AI Papers Reader

Personalized digests of latest AI research

View on GitHub

Self-Playing AI Learns Advanced Math by Co-Evolving as Teacher and Student

EDINBURGH, UK – Researchers have unveiled a new method called Open-Ended Self-Improving Reasoner (OpenSIR) that allows large language models (LLMs) to autonomously generate and master increasingly complex mathematical problems without relying on human-annotated training data. The self-play framework marks a significant step toward achieving truly open-ended artificial intelligence capable of continual discovery.

Traditionally, improving LLM reasoning via reinforcement learning requires massive, human-labeled datasets to provide verifiable reward signals. This reliance limits scalability and confines AI performance to human-level benchmarks. OpenSIR bypasses this bottleneck by assigning a single LLM policy two alternating roles: a Teacher that generates novel problems, and a Student that attempts to solve them.

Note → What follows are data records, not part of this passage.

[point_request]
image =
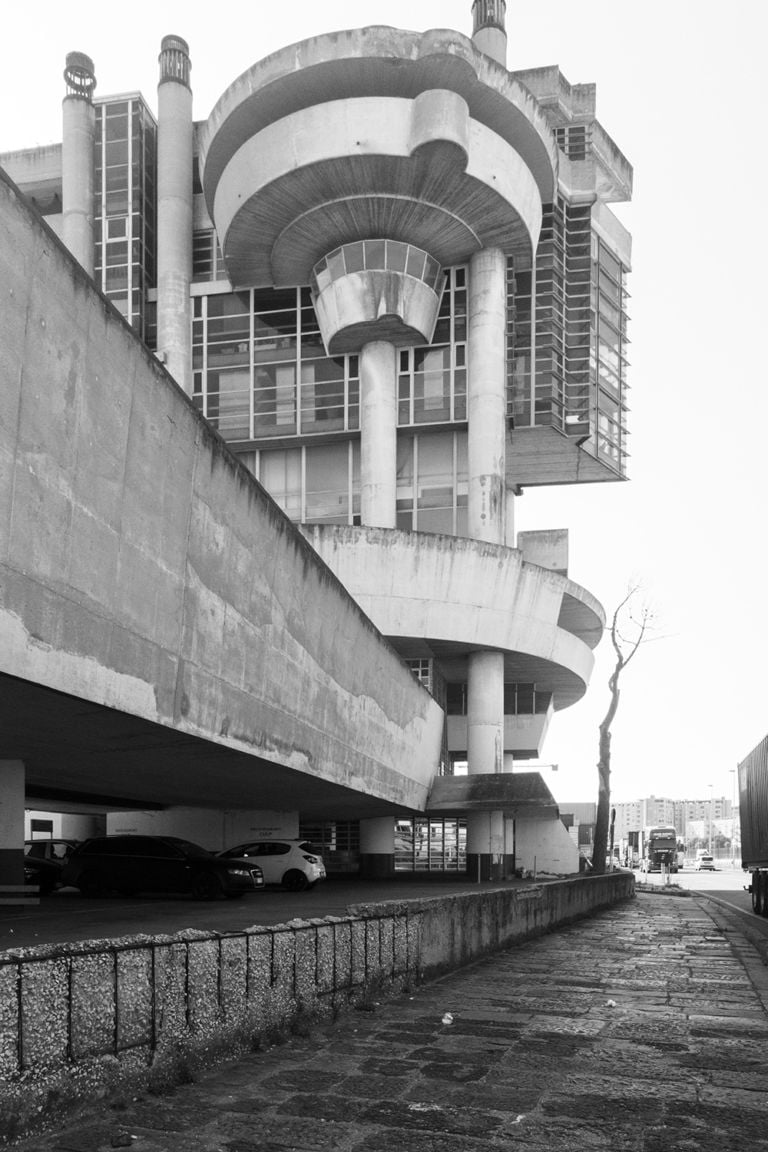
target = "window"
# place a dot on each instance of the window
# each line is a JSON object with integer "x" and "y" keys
{"x": 430, "y": 846}
{"x": 432, "y": 483}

The core of OpenSIR’s innovation lies in how the Teacher optimizes for problem novelty, which is defined along two critical dimensions: difficulty and diversity.

First, to maintain optimal challenge, the Teacher generates problems that are difficult but still solvable. Solvability is measured by the student’s solution consistency across multiple attempts. If the problem is too easy (high solve rate) or too hard/malformed (low solve rate), the reward decreases. Second, diversity rewards problems that explore new mathematical concepts, ensuring the model continuously broadens its skill set rather than repeating familiar ideas.

Starting from a single trivial prompt—”What is 1+1?”—OpenSIR successfully bootstraps its own curriculum.

The empirical results show dramatic self-improvement across various models. For instance, the Llama-3.2-3B-Instruct model’s average accuracy across five math benchmarks (including GSM8K and College Math) improved by 3.6 points. The Gemma-2-2B-Instruct saw an even more substantial leap of 5.9 points. Remarkably, OpenSIR outperformed traditional reinforcement learning baselines (GRPO) which relied on thousands of human-annotated examples, demonstrating that zero-shot self-play can be more effective than training on curated data.

Qualitative analysis confirms OpenSIR’s ability to create an adaptive curriculum. The model starts with basic arithmetic but quickly progresses to generating challenging questions in domains like calculus, optimization, and trigonometry-based physics. For example, the Teacher autonomously moved from simple sums to complex optimization problems, such as calculating the maximum number of different sized containers that fit in a warehouse under specific logistical constraints.

Crucially, the study found that the co-evolution of the Teacher and Student roles is essential. If the Teacher’s abilities are fixed, it cannot adapt the difficulty of its generated problems to the Student’s improving skills, leading to inconsistent challenges and significantly degraded learning performance.

By dynamically calibrating difficulty and actively promoting the exploration of varied concepts, OpenSIR provides a new paradigm for mathematical reasoning development, enabling LLMs to expand their capabilities autonomously beyond the boundaries set by human data.